El Perú es un país tan peculiar que hasta sus expresidentes parecen recibir premios por fracasar. Hoy la noticia que indigna a medio país es que Dina Boluarte, la presidenta más impopular de nuestra historia reciente, podría acceder a una pensión vitalicia, como si su paso por Palacio hubiera dejado progreso, estabilidad y bienestar. La ley, fría y vieja, dice que tiene derecho. Pero la moral, la ética y el sentido común gritan exactamente lo contrario: nadie que haya hundido un país merece ser recompensado con dinero público.
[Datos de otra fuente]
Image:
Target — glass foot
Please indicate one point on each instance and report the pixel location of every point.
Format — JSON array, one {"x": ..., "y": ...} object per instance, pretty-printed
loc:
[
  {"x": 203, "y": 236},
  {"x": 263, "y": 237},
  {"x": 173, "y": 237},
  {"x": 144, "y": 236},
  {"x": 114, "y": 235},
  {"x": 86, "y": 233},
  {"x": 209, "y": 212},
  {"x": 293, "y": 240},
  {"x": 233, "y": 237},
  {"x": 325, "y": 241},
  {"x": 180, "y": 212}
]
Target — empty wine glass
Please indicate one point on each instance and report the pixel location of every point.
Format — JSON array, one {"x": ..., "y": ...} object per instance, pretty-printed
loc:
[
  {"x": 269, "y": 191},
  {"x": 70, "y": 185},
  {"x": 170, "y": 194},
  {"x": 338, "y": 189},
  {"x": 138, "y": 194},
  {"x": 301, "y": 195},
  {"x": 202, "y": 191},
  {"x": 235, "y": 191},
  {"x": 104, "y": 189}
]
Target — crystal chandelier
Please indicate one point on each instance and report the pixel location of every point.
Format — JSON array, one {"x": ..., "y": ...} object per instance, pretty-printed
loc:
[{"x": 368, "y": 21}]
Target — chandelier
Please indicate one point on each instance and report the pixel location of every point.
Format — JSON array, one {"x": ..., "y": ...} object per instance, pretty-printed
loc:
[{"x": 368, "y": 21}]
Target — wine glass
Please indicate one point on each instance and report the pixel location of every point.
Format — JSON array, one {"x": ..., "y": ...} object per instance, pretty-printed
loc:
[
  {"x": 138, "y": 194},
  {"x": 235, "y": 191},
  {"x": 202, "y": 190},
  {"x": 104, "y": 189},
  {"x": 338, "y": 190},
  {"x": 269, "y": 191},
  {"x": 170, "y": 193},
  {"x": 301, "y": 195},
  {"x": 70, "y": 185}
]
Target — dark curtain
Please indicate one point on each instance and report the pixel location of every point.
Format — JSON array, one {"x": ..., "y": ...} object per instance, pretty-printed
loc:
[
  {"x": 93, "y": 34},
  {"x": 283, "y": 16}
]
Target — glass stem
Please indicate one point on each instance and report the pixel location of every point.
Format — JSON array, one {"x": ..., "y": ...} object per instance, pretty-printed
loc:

Boluarte fue vacada con 122 votos a favor, acusada de incapacidad moral permanente. Dejó un país desgarrado por la inseguridad, con los hospitales en ruinas, los maestros abandonados, las regiones incendiadas por el crimen organizado y una ciudadanía que no confía ni en el saludo de un ministro. Sin embargo, mientras los transportistas piden garantías para no morir extorsionados y los médicos exigen insumos básicos, el Congreso debate si la exmandataria debe recibir una pensión de por vida. Así, el Estado que no puede proteger a sus ciudadanos sí parece tener energía para proteger el bolsillo de sus políticos.
La Ley 26519, firmada durante el régimen de Alberto Fujimori, concede este beneficio a todo expresidente “constitucional”. Y aquí comienza el absurdo: una norma hecha por un condenado por corrupción sigue premiando a quienes destruyen la confianza pública. La propia Boluarte enfrenta investigaciones por enriquecimiento ilícito, los relojes Rolex y abuso de poder, pero eso no impide que pueda vivir a costa del Estado. Es la ironía más cruel de un país donde el mérito no paga, pero el fracaso se pensiona.
Los constitucionalistas debaten, los congresistas calculan, y la población observa entre la indignación y la resignación. Algunos especialistas señalan que bastaría una acusación constitucional formal para que pierda el derecho. Otros advierten que el Congreso podría “interpretar” la ley a su antojo, como ya hizo con Merino o Sagasti. Y ahí radica el verdadero problema: no en la letra de la ley, sino en la moral del legislador. Un Parlamento con escasa autoridad ética difícilmente negará un privilegio a alguien que jugó el mismo juego de poder.
Dina Boluarte no solo deja un país quebrado moralmente; ahora amenaza con cargarle también su pensión. Si el Congreso permite este abuso, será una burla directa al pueblo que sufre por sobrevivir con salarios miserables y servicios colapsados. Un gobierno que terminó en la represión, la frivolidad y el desgobierno no puede tener como epílogo un cheque mensual de gratitud.
Reflexión final
No se trata de venganza, sino de justicia. Un Estado serio premia a quienes construyen, no a quienes destruyen. Si Boluarte cobra su pensión vitalicia, no será solo un error legal: será la confirmación de que en el Perú el poder siempre encuentra su recompensa, incluso cuando el país entero paga la factura. Porque mientras el pueblo hace cola para subsistir, los expresidentes hacen cola para cobrar. Y eso, más que indignante, es una obscenidad institucional.